Masyarakat di berbagai daerah Indonesia mempunyai banyak keunikannya tersendiri. Mereka melakukan berbagai kegiatan-kegiatan yang mencerminkan kekhasan dari masyarakat atau daerah tersebut. Salah satu yang menjadi kegiatan tersebut ialah ritual tolak bala. Tolak bala menjadi salah satu ritual yang dilakukan oleh masyarakat di berbagai daerah di Indonesia.
Dalam kebudayaan Dayak ritual tolak bala diartikan sebagai suatu ritual yang menyangkut cara penolakan terhadap segala sakit penyakit yang menyerang manusia atau kampung secara tradisional yang telah mengakar dalam masyarakat Dayak.
Kalau di telaah lebih mendalam sebenarnya ritual tolak bala adalah warisan nenek moyang itu mempunyai nilai-nilai luhur. Maka bukanlah isapan jempol belaka jika itu dijadikan sebagai salah satu kekayaan budaya bangsa, khususnya budaya Dayak.
Tujuan dilaksanakannya ritual tolak bala ialah untuk memohon perlindungan dari Petara supaya umat manusia dan segala sesuatu yang ada di muka bumi ini dibebaskan dari berbagai macam ancaman, mala petaka, maupun penyakit. Dalam ritual tolak bala juga dilakukan pali atau pantang sebagai syarat agar ritual itu dapat berhasi dan diterima oleh Yang Tertinggi.
Umumnya yang disebut "tabu" atau pali ialah suatu objek yang terlarang karena di dalamnya Yang Suci menampakan diri. Objek ini bisa berupa orang, barang, perbuatan, tempat dan lain-lain. Dalam adat Dayak, ada objek tertentu yang dianggap tabu, tidak boleh diganggu oleh manusia. Namun ada juga pantang-pantang berupa makanan. Pantang berupa makanan ini biasanya berlaku bagi orang yang sedang berada dalam proses penyembuhan atau pengobatan. Sebab perubahan makanan dan minum dalam suatu proses penyembuhan dapat mendekatkan orang dengan alam dan dengan roh utama yang ada dalam diri manusia.
Sementara itu, dalam ritual tolak bala pantang atau pali yang menjadi syarat ialah bahwa orang tidak boleh keluar rumah selama tiga hari berturut-turut atau tujuh hari berturut-turut. Itu merupakan persyaratan yang mutlak dan tidak boleh dilanggar oleh masyarakat setempat. Pantang-pantang ini ditentukan oleh tetua adat atau Temenggung adat yang mengepalai kampung atau daerah tertentu.

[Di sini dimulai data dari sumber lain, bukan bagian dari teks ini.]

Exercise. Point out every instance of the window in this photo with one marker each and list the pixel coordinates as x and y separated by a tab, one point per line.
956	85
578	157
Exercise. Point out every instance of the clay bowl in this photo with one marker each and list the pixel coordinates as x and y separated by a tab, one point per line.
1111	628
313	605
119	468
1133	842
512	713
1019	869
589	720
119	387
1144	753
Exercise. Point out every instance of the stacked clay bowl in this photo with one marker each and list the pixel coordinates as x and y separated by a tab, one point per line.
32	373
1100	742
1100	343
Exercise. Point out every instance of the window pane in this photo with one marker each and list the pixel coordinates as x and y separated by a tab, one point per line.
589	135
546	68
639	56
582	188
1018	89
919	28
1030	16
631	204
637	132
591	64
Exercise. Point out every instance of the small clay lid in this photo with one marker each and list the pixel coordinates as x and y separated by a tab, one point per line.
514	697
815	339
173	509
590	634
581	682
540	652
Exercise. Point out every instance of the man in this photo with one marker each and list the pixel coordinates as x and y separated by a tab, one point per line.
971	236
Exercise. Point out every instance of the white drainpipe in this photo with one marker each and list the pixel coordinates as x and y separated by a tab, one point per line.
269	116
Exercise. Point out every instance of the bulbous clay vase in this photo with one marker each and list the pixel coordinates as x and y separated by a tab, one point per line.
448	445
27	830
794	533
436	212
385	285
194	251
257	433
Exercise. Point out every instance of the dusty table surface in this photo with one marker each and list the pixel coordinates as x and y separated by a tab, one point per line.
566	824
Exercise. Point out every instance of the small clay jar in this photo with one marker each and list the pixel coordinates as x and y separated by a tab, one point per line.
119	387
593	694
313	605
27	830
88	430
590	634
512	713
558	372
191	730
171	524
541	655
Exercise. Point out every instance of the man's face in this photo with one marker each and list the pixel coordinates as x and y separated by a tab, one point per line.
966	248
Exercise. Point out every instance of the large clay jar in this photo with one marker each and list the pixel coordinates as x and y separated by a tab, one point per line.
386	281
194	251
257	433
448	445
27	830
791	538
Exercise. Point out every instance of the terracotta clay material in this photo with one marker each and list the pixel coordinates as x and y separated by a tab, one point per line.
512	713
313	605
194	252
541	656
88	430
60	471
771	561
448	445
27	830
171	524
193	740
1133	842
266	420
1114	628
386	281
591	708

Pantang atau tabu itu akan bernilai positif atau dengan kata lain mempunyai nilai yang baik, sejauh pantang itu berguna bagi pengendalian diri manuisa dari gangguan-gangguan kejahatan. Karena Yang Suci dapat hadir dalam simbol-simbol yang dianggap tabu tersebut. Akan tetapi kehadiran simbol itu selalu dalam bahaya membeku. Artinya, objek itu dapat dianggap sebagai yang ilahi itu sendiri dan bukan lagi sebagai petunjuk kepada yang ilahi. Di sini ada bahaya kehilangan dimensi transendental, sehingga simbol merosot menjadi idol, menjadi berhala.
Dalam ritual tolak bala, kebiasaan pantang itu merupakan hal yang baik, di mana orang dapat menahan diri dan menjaga diri minimal selama masa pantang berlangsung. Dan dalam objek yang sifatnya "tabu" itu, Yang Suci dihadirkan dan sekaligus diasingkan, sebab Yang Suci sebagai "serba lain" mengancam situasi manusia yang biasa dan terkenal. Oleh karena itu dapat membinasakan manusia. Maka pada hari-hari yang ditetapkan orang mematuhi pantang. Namun yang suci tidak hanya diasingkan melainkan juga dihadirkan dalam objek yang tabu itu.
Pada zaman modern ini, usaha penolakan atau penyembuhan (menghindari diri dari sakit penyakit) melalui ritual tolak bala suku Dayak sudah jarang dilakukan. Ritual tolak bala dilakukan ketika ada fenomena alam atau peristiwa yang sangat luar biasa seperti fenomena pandemi covid 19.